Üçüncü kardeş evin emlakçılar aracılığı değer biçilmesini ve kendisinin bu çıkan değere uyacağını; bu noktada diğer evdeki hisselerinden vazgeçerek mevcut 20 senedir oturduğu evi almak istediğini; arada doğacak farkı da kredi çekerek hemen kendilerine ödeyeceğini belirtmiştir.

Konunun net anlaşılması için onun oturduğu eve 120.000 TL; diğer eve 100.000 TL demiştir diğer kardeşler. Ancak kendisi hali hazırda oturduğu evden daha bakımlı ve değerli olduğu açık olan binadaki 2 evin satış bedellerinin 110.000 TL olduğunu; buna rağmen satışın piyasada mümkün olamadığını emsal göstererek eve 100.000-105.000 TL arası fiyat biçilmesi gerektiğini; bunu karşılayabileceğini ancak bunun üstüne çıkamayacağını belirtmiştir. Diğer kardeşler ise bu yaklaşımı kabul etmemişlerdir.

Sorular

1 - Evin değeri belirlenirken emlakçılardan alınacak piyasa bilgileri hukuken geçerliliği ne derecedir?

2 - Eğer izale-i şuyuu kaçınılmaz olursa ve açık arttırmaya girilirse hakim ilk olarak hak sahiplerine talepleri olup olmadığını sormaktadır, bunu biliyoruz, ancak bu açık arttırmaya 3. şahışlarda dahil olacak mıdır? Yoksa ancak 3 hissedar da hayır derse mi diğer alıcılar talip olabilir?

3 - Bilirkişinin biçtiği değer üzerinden ilk açık arttırmada % 70; eğer sonuçlanmaz ise % 40 esas olarak değerlendirildiğini öğrendim. Bu aşamada 3. şahısların katılımı ne anda devreye girmektedir?

4 - Bir hak sahibi mahkemenin değer biçtiği rakamın %70'ini önerir ve kendi almak isterse diğer hak sahipleri red şerhi koyabilirler mi? Yani üçlü uzlaşı şart mıdır?
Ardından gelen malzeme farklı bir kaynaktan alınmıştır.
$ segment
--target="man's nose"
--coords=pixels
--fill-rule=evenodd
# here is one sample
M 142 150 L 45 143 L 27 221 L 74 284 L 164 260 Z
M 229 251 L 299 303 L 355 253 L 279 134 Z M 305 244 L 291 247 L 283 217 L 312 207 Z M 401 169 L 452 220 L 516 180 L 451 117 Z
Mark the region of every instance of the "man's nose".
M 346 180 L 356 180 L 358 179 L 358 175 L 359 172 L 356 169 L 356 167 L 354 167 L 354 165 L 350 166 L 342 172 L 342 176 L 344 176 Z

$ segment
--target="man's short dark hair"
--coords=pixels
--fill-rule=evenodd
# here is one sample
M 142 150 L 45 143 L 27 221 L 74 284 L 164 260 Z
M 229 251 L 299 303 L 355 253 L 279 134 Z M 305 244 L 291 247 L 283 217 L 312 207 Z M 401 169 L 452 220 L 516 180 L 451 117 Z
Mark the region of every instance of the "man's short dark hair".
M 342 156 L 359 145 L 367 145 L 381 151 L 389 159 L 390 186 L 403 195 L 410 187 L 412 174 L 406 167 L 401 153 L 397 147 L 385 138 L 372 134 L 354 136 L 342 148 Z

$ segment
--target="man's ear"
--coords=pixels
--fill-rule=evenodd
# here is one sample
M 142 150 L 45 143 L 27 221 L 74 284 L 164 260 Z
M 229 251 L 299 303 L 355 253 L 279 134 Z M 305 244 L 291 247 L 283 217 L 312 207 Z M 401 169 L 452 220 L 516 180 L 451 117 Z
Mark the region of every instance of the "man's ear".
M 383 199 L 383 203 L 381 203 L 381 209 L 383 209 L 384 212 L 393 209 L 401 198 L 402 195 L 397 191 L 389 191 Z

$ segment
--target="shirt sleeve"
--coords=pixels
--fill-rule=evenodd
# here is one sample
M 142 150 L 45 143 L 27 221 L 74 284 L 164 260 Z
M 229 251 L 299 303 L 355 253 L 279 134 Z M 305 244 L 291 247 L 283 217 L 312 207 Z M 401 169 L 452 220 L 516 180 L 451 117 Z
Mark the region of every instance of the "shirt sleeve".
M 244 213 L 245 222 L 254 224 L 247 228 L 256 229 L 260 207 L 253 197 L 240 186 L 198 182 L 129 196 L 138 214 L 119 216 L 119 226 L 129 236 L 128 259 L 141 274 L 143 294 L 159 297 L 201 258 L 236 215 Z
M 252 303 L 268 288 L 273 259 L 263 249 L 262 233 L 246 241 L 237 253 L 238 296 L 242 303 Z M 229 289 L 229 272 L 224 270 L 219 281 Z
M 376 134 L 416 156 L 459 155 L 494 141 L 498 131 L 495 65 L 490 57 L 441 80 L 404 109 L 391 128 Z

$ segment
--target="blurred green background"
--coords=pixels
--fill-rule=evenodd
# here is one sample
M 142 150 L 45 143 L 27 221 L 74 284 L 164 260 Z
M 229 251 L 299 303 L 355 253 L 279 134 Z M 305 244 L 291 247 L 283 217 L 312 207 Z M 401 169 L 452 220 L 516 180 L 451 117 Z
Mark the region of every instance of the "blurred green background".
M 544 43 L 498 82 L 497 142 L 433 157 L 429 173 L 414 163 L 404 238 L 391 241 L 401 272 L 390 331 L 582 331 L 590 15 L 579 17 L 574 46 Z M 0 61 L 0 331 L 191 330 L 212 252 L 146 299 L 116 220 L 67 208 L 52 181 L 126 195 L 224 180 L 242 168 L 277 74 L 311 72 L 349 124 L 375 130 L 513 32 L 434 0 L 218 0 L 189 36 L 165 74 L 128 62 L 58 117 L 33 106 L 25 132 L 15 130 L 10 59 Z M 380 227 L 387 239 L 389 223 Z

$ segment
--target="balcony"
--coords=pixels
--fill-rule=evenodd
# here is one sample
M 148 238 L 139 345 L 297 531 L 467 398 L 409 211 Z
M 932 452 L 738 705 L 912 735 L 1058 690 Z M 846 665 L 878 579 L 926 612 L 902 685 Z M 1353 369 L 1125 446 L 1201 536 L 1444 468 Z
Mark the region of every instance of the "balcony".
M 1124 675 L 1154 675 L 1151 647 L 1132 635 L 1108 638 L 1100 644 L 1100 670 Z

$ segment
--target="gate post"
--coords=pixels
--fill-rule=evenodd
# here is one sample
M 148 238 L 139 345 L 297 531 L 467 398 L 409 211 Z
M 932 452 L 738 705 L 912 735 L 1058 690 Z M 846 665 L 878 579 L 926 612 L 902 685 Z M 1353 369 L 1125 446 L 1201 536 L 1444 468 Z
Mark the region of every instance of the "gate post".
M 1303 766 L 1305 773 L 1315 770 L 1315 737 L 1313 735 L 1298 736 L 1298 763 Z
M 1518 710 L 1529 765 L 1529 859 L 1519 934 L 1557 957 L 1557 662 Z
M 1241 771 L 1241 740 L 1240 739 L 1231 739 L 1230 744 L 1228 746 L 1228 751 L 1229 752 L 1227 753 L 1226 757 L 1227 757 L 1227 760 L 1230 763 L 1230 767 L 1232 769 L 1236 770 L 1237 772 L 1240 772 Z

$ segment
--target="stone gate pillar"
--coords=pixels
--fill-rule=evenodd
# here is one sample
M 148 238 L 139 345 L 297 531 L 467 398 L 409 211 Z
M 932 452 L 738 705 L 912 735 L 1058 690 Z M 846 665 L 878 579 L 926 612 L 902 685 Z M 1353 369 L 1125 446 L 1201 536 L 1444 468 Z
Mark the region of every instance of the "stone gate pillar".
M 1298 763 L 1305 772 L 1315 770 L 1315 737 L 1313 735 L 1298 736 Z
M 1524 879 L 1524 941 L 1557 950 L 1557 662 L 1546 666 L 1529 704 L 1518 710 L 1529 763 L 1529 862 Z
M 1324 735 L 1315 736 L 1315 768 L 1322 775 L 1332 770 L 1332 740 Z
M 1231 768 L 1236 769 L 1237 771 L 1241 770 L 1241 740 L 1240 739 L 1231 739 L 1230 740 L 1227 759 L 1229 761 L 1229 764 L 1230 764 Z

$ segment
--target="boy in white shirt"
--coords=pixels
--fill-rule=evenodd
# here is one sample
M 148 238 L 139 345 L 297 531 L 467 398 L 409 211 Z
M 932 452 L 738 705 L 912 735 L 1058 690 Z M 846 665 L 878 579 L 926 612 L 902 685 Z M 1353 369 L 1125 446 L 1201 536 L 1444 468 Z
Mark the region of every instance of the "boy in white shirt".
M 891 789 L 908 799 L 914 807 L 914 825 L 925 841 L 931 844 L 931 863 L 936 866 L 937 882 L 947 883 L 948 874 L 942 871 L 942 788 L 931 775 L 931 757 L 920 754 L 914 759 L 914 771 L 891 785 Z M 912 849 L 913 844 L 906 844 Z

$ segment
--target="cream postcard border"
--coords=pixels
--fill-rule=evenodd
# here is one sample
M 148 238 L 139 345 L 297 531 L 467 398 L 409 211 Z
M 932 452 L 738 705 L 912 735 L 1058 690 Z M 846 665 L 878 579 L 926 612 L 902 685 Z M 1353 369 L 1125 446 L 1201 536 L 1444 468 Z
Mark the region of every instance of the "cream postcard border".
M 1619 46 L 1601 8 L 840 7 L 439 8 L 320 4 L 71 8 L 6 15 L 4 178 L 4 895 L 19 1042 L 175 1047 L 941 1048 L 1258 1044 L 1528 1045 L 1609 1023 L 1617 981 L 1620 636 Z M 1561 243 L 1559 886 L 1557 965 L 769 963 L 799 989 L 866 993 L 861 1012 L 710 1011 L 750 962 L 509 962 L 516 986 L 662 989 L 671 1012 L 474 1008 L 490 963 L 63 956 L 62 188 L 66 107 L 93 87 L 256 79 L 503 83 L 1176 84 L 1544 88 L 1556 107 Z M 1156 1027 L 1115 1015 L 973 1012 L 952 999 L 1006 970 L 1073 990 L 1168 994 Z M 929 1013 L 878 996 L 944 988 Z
5 - Sözkonusu iki ev olduğu için diğer evin elden çıkmaması diğer evi etkiler mi?

Çok uzun olduğunu farederek affınıza sığınıyorum ancak sözkonusu vaka ailenin tek varlığı ise bunların cevapları daha da önem kaznıyor.

Bu konu ile ilgili tüm makale, web sitesi vb... önerilerinizi lütfen paylaşın; hepsini okuyup daha iyi kavramak isterim.